In addition, instead of using the jellyfish body of the above method, an experiment was performed under the same conditions as the above method except that the jellyfish was cut into about 2 cm square, and the jellyfish cut in about 2 hours was completely decomposed, Volume decreased as a result of disappearance of form.

  As a control group, a mixed solution obtained by mixing the peptidase solution obtained in Example 2 with potassium phosphate buffer (50 mM, pH 7) and deactivating the enzyme by autoclaving at 121 ° C. for 30 minutes was used. The other conditions were the same. In the control group, moon jellyfish was not decomposed.
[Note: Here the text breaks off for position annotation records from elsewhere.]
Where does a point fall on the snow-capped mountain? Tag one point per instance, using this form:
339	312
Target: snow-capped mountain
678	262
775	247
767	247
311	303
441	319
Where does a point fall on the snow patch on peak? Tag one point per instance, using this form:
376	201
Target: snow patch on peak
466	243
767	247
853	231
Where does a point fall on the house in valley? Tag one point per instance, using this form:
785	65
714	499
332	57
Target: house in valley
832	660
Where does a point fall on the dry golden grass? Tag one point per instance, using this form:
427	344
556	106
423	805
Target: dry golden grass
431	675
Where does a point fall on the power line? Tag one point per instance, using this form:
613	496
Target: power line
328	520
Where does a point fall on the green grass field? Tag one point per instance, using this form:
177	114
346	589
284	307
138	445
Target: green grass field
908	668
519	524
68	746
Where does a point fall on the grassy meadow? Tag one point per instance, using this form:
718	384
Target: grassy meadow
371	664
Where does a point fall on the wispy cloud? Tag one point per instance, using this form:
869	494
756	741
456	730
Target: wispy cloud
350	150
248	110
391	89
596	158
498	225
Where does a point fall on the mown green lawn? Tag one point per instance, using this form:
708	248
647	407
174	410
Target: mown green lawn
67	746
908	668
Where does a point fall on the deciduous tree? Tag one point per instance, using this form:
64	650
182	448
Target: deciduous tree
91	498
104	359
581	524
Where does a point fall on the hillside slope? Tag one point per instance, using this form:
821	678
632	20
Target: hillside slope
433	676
[Example 4. Degradation of Echizen jellyfish by peptidase from Bacillus sp. 97001]
100 mL of the peptidase solution obtained in Example 2 and 100 mL of potassium phosphate buffer (50 mM, pH 7) were mixed, and this was applied to a slice of the Echizen jellyfish organism (20 cm × 15 cm × 3 cm) and allowed to stand at 45 ° C., Visual observation was performed. As a result, Echizen jellyfish was completely decomposed in about 5 hours, and the volume was reduced as a result of the disappearance of the form.
In addition, when the experiment was carried out under the same conditions as in the above method except that the Echizen jellyfish cut into about 2 cm square instead of the Echizen jellyfish fillet of the above method, the Echizen jellyfish was completely decomposed in about 0.5 hours. The volume was reduced as a result of the disappearance of the form.

  In the control group, a mixed solution in which the enzyme was inactivated by autoclaving at 121 ° C. for 30 minutes was used in a solution obtained by mixing the peptidase solution obtained in Example 2 and potassium phosphate buffer (50 mM, pH 7). Except for the above, the conditions were the same as those described above. In the control group, Echizen jellyfish was not decomposed.

[Example 5. Comparison of peptidase from Bacillus sp. 97001 and other enzymes]
Using the peptidase solution obtained in Example 2 and 10 commercially available enzymes (commercial products A, B, C, D, E, F, G, H, I and J) as jellyfish degrading enzymes, This was performed under the same conditions as in Example 4 except that each of the cut pieces was cut into 2 cm squares. At this time, the amount of each enzyme used was adjusted to 50 mg based on the protein amount of the enzyme. The table method is shown in Table 3, and the result is shown in Table 2.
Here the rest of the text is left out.